Gli Stati Uniti rappresentano per Cosmec uno dei mercati più strategici, caratterizzato da una forte propensione agli investimenti e da una crescente attenzione verso l’innovazione tecnologica e l’automazione dei processi. In questo contesto, l’azienda ha consolidato nel tempo la propria presenza, affiancando i produttori di laterizi con soluzioni su misura.
I recenti interventi realizzati presso lo stabilimento ACME di Tulsa, in Oklahoma, e presso Plant 8 di The Belden Brick Company, testimoniano questo impegno. Entrambi i progetti riflettono l’approccio di Cosmec, orientato all’ottimizzazione delle prestazioni degli impianti e alla creazione di basi solide per i futuri sviluppi in chiave automatizzata.
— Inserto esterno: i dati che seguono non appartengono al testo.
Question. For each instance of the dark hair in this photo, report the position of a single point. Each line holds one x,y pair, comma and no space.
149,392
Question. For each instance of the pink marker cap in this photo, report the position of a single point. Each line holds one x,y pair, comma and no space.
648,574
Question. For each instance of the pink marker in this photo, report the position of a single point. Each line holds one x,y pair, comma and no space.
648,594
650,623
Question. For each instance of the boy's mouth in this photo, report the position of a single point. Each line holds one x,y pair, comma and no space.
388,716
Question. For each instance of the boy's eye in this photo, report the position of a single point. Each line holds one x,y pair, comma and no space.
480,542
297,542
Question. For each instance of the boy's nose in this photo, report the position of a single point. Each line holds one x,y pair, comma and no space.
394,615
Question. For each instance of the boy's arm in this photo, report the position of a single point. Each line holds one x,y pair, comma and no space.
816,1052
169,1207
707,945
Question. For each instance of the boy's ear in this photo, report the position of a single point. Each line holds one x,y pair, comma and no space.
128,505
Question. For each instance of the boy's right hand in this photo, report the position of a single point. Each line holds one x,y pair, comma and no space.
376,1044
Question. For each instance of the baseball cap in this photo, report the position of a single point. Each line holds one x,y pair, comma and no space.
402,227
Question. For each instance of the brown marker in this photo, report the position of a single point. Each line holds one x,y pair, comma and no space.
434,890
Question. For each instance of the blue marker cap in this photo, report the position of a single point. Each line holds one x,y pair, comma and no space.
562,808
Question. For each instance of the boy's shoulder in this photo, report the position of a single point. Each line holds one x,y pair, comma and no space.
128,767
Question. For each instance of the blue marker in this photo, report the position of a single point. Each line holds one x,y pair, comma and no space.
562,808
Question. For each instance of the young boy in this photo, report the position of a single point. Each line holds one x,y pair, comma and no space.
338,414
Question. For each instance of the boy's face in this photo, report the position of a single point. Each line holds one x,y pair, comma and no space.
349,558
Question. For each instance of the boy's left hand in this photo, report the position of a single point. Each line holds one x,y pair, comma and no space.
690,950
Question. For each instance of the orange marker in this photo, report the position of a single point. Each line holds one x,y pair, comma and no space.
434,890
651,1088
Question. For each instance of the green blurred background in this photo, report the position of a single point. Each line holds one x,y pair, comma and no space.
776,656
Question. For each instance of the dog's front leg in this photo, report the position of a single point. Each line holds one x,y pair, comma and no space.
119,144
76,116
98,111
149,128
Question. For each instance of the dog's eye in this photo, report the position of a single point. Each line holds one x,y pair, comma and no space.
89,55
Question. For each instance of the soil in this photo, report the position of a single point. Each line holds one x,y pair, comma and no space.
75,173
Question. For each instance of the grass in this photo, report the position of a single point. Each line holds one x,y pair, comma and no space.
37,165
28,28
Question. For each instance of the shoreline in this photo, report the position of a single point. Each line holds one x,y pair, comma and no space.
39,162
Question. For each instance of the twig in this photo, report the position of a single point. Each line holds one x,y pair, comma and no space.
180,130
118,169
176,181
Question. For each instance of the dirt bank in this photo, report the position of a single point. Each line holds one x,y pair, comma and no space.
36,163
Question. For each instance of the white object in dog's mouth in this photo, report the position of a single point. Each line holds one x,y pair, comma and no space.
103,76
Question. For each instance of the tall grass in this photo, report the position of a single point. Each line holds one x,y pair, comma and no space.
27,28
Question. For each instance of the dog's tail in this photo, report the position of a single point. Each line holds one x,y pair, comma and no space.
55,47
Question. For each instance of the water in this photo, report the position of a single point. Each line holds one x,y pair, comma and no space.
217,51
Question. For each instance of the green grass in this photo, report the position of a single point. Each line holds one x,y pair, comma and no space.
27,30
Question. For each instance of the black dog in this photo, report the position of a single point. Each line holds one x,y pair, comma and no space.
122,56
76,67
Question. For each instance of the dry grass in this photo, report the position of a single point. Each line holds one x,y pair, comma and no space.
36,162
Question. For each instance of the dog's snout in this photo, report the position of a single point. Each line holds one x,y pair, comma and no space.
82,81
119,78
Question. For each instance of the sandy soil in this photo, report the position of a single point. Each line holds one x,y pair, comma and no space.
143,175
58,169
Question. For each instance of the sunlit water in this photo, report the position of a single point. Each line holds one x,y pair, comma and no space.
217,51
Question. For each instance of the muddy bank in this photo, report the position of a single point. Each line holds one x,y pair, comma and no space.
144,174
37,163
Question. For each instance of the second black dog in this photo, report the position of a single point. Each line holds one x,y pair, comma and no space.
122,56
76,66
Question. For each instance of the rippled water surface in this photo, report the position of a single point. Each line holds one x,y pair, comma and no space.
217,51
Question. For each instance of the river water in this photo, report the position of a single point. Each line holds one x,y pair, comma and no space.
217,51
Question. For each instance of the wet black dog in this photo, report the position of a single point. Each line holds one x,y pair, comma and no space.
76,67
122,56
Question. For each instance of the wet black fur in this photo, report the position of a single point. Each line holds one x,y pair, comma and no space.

ACME: un salto di qualità nella produzione
Nell’ambito del percorso di ammodernamento dello stabilimento ACME di Tulsa, in Oklahoma, Cosmec ha realizzato un significativo intervento di upgrade tecnologico finalizzato al miglioramento dell’efficienza produttiva e alla riduzione dei fermi macchina nelle aree di estrusione, taglio e carico dei prodotti su carri forno in configurazione wet setting.
Il progetto ha incluso l’aggiornamento del sistema di taglio, migliorato in termini di precisione e stabilità operativa, l’introduzione di un sistema di ribaltamento mattoni face-to-face e la progettazione di due pinze robotizzate dedicate rispettivamente al trasferimento dei moduli e al carico sui carri forno. Le soluzioni sono state sviluppate per garantire una movimentazione affidabile in condizioni tipiche del processo a umido.
È stato inoltre completamente rivisto il sistema di movimentazione dei carri forno, con l’obiettivo di ottimizzare la sincronizzazione tra le diverse fasi produttive lungo la linea.
Il risultato dell’ammodernamento è stato un incremento della produzione oraria di circa il 40%, una riduzione significativa degli arresti dovuti agli interventi degli operatori e una maggiore efficienza complessiva dell’impianto.
Una delle principali sfide progettuali ha riguardato l’integrazione tra nuove macchine e impianti esistenti. Tale criticità è stata risolta attraverso aggiornamenti software e ottimizzazioni di processo, permettendo la piena reintegrazione delle apparecchiature esistenti nel nuovo flusso produttivo.
Da un sistema ibrido manuale al robotizzato: l’evoluzione del Plant 8
Presso lo stabilimento Plant 8 di The Belden Brick Company, Cosmec ha realizzato un sistema di scarico e imballo per mattoni cotti, progettato per migliorare il flusso produttivo, la consistenza del prodotto e predisporre l’impianto a future automazioni.
La fase 1 del progetto è attualmente operativa e prevede lo scarico manuale su tre linee produttive distinte, ciascuna alimentata da un diverso carro forno, garantendo così un efficace blending cromatico e una maggiore uniformità estetica del prodotto finale.
Il sistema è strutturato su tre linee di programmazione indipendenti che confluiscono in un’unica linea finale di imballaggio, consentendo una gestione flessibile dei flussi in uscita dai forni pur mantenendo un processo di confezionamento centralizzato e uniforme.
La fase 2 prevede l’introduzione di tre isole robotizzate per lo scarico automatico dei carri forno. Queste celle robotiche sostituiranno progressivamente la manodopera, aumentando l’efficienza, riducendo il carico operativo e migliorando la costanza dei cicli produttivi.
Una volta completata, la soluzione evolverà da un sistema ibrido manuale verso un impianto completamente automatizzato, in linea con la strategia di modernizzazione dello stabilimento.